The apostle Paul also speaks of keeping a connection even when we are separated from our sense of home.  He understood the feeling of “not at home” very well.  In his second letter to the church in Corinth, his vulnerability comes through in his longing to be with the Lord.  By this, Paul is meaning his death.  His lived experience is a series of afflictions which he believes will be worth enduring for the glory that is to come.  By his example, Paul tells the new Christians not to lose heart.  He is confident that God’s hand is at work in bringing us all back together in the kingdom.  Although he would prefer that his task is completed and that he goes home to be with the Lord, he firmly believes that what he is currently doing on earth has value.  He is not home yet; but he counsels patience to walk by faith in life until we see the reality of the kingdom to come.  His aim, he says, is to please God by what he does while he is still alive, so that what he does in the body is good.   This is Paul trying to be in the world yet not of the world.

 

So how does he go about making where he is a home away from home?  Paul’s ministry is about reconciliation.  In loving service, it is the task of the faithful to heal relationships wherever we are.  In this sense, we are family no matter what our origin story.  Paul proclaims, “from now on, therefore, we regard no one from a human point of view, even though we once knew Christ from a human point of view, we know him no longer in this way.  So if anyone is in Christ, there is a new creation; everything old has passed away; see everything is become new” (2 Corinthians 5:17).  Jesus in his earthly life was a Jewish rabbi from Nazareth.  Through his dying and rising again, he laid his earthly form aside and took up the new resurrection body that revealed his heavenly glory as the Son of God.  He died for every one of us, to bring us together into one great family.  We too are new creations.
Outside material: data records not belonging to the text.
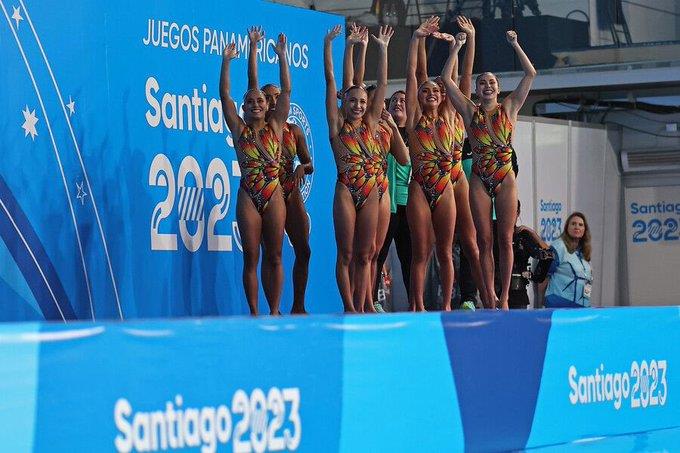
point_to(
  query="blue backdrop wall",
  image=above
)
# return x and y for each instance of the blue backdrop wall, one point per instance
(118, 179)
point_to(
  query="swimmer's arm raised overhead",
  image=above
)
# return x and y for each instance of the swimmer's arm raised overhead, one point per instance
(421, 62)
(413, 109)
(255, 35)
(354, 74)
(461, 103)
(234, 122)
(465, 83)
(514, 102)
(360, 67)
(302, 149)
(397, 146)
(383, 41)
(332, 112)
(280, 115)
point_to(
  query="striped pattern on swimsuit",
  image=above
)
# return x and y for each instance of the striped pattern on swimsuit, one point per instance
(358, 173)
(259, 164)
(434, 165)
(492, 161)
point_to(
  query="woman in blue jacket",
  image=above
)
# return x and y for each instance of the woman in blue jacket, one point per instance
(570, 276)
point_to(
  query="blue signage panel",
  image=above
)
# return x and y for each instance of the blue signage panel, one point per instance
(119, 179)
(607, 373)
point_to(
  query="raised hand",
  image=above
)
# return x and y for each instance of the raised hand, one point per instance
(354, 36)
(364, 35)
(384, 36)
(299, 176)
(443, 36)
(333, 33)
(428, 27)
(255, 34)
(230, 52)
(465, 25)
(281, 45)
(387, 117)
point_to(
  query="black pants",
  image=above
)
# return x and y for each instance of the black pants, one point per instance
(398, 230)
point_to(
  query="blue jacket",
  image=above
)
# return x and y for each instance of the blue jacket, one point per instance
(569, 275)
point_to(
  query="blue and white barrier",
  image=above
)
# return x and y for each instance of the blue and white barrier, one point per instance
(404, 382)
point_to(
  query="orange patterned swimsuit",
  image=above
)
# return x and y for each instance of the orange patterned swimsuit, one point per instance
(358, 173)
(380, 160)
(258, 157)
(433, 164)
(288, 153)
(492, 161)
(457, 157)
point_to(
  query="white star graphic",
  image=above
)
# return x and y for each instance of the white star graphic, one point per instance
(71, 106)
(16, 15)
(81, 193)
(29, 123)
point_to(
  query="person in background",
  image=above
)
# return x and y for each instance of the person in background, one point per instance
(527, 244)
(570, 276)
(399, 177)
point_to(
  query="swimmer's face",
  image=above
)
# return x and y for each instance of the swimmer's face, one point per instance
(355, 103)
(397, 107)
(271, 94)
(487, 86)
(429, 96)
(576, 228)
(255, 105)
(438, 80)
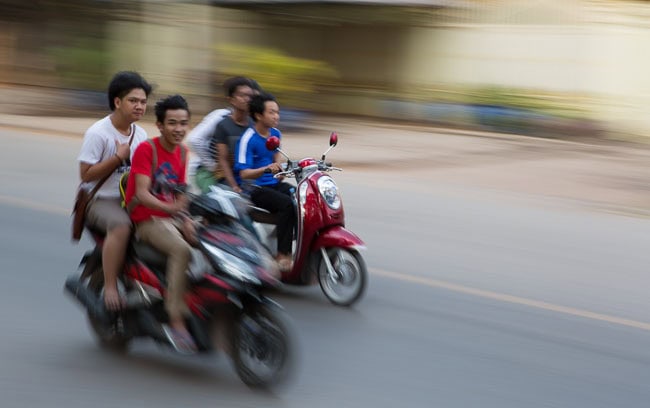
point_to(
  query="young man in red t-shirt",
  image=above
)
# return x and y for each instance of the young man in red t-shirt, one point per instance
(158, 209)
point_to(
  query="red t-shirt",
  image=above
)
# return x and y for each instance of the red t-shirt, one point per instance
(169, 173)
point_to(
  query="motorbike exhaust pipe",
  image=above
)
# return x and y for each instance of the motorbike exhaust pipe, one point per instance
(148, 324)
(87, 298)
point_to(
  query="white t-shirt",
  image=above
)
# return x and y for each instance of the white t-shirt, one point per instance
(199, 141)
(99, 145)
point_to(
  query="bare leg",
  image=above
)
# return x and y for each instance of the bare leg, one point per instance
(114, 250)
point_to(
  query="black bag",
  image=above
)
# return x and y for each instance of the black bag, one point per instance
(84, 197)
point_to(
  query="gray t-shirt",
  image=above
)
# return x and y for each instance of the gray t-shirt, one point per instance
(228, 132)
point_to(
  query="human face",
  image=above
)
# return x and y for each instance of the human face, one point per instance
(133, 105)
(174, 128)
(271, 115)
(241, 97)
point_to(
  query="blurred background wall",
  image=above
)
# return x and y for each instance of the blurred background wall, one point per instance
(552, 67)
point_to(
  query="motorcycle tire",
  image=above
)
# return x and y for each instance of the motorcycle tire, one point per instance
(349, 283)
(263, 352)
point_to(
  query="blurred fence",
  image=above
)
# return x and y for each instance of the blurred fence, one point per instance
(550, 68)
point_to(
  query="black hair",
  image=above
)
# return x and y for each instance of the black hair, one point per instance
(231, 85)
(258, 103)
(124, 82)
(172, 102)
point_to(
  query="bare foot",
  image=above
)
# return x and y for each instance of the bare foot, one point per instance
(285, 263)
(112, 299)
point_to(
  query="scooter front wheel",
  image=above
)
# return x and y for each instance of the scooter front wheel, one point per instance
(342, 275)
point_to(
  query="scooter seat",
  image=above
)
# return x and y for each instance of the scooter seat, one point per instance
(263, 216)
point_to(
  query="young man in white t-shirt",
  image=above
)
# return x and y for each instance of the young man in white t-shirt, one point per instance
(105, 150)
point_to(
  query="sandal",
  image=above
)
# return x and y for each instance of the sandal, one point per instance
(180, 340)
(285, 264)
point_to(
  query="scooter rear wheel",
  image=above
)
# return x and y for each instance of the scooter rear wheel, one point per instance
(263, 353)
(347, 282)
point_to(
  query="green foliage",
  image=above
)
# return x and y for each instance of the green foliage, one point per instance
(82, 64)
(292, 80)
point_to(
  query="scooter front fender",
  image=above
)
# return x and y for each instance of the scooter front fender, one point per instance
(338, 236)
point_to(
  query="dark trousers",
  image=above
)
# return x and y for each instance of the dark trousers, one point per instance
(277, 200)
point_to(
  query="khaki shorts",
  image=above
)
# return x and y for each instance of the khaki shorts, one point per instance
(106, 214)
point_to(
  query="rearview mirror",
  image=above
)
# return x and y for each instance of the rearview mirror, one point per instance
(272, 143)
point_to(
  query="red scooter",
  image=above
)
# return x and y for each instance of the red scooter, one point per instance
(324, 250)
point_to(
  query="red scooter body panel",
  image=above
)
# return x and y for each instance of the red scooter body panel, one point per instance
(337, 236)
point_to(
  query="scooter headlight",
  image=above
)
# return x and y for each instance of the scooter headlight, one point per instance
(232, 265)
(330, 192)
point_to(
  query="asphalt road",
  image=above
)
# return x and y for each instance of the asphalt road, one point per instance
(476, 299)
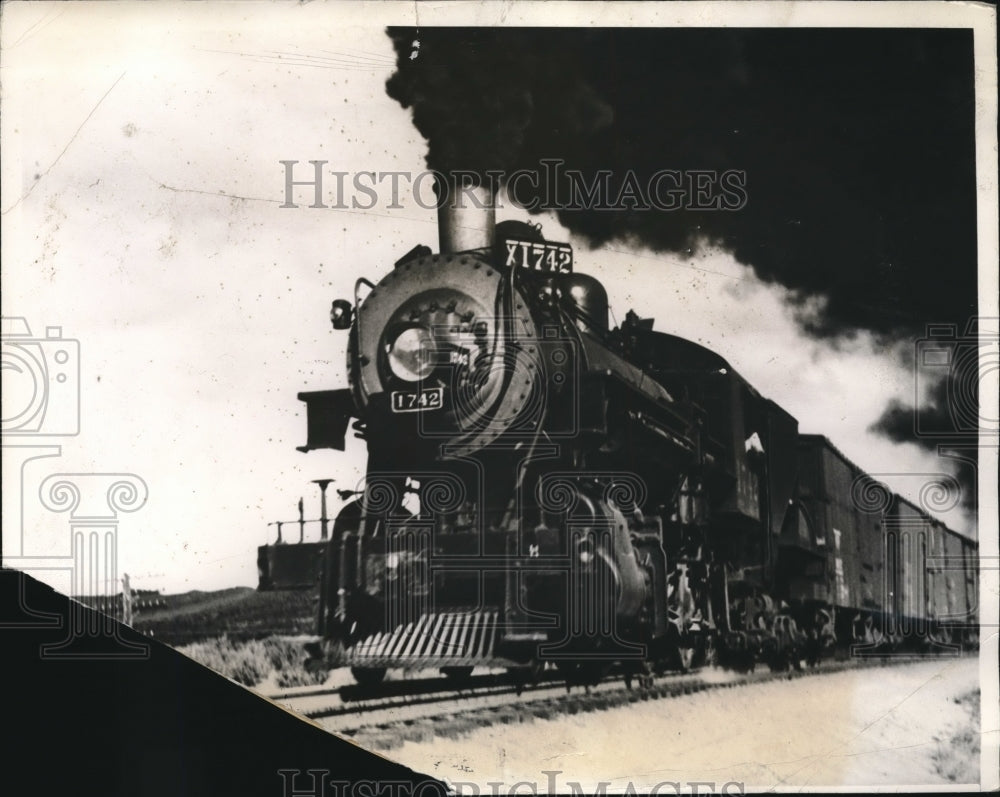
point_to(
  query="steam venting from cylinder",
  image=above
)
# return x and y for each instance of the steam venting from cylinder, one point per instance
(466, 217)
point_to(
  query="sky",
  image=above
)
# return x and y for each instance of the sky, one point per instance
(141, 212)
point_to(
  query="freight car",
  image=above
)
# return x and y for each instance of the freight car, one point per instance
(545, 489)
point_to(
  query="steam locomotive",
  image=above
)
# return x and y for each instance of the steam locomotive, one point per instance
(545, 490)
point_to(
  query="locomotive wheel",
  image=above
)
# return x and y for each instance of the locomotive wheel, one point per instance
(368, 676)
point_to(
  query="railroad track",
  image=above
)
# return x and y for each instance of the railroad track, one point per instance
(418, 710)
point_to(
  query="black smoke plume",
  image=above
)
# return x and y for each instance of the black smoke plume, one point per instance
(858, 148)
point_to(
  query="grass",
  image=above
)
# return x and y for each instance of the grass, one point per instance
(250, 662)
(958, 758)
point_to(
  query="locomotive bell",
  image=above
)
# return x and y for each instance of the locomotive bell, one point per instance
(590, 301)
(340, 314)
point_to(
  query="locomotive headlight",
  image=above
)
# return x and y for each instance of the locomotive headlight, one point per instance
(411, 354)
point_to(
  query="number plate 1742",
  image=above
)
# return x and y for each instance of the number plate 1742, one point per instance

We are adopted by faith as fathers and mothers, brothers and sisters into the body of Christ.  As such, our human idea of family expands.  Home is not only where our loved ones are.  Home is anywhere we are able to love. 

 

This is Fathers’ Day in Canada.  Through God our heavenly Father, we know both loving care and attentive presence to our needs.  We give thanks for human dads that reflect God’s love.  I also invite you to remember families who do not have fathers.  For those whose fathers have died, and for those in which fathers are absent or separated by distance, work, illness, or hurt.  The apostle Paul was a father in the faith to the people of Corinth who needed guidance and encouragement.  In our own time, the church community and society need men who give of their time and their guidance to others.  So we give thanks for all people who are like fathers and show what a good home is like.

 

This is also a day when our Church remembers all who are refugees seeking a home, it is good to celebrate all faithful people who are engaged in this particular ministry of reconciliation.  Through the efforts of many Anglicans and partners, we have enabled the sponsorship of people to our Diocese.  In the process we are reuniting families of birth, growing communities of faith, and learning that in helping others, we are all moving towards the kingdom. Although this new country can never be the same as the place from which our new neighbours came, our confidence and hope is that together we walk by faith.  We do not have the human means to heal every hurt and wipe away the tears of separation.  But in God’s good time, the new creation will be revealed and we will be home. Amen.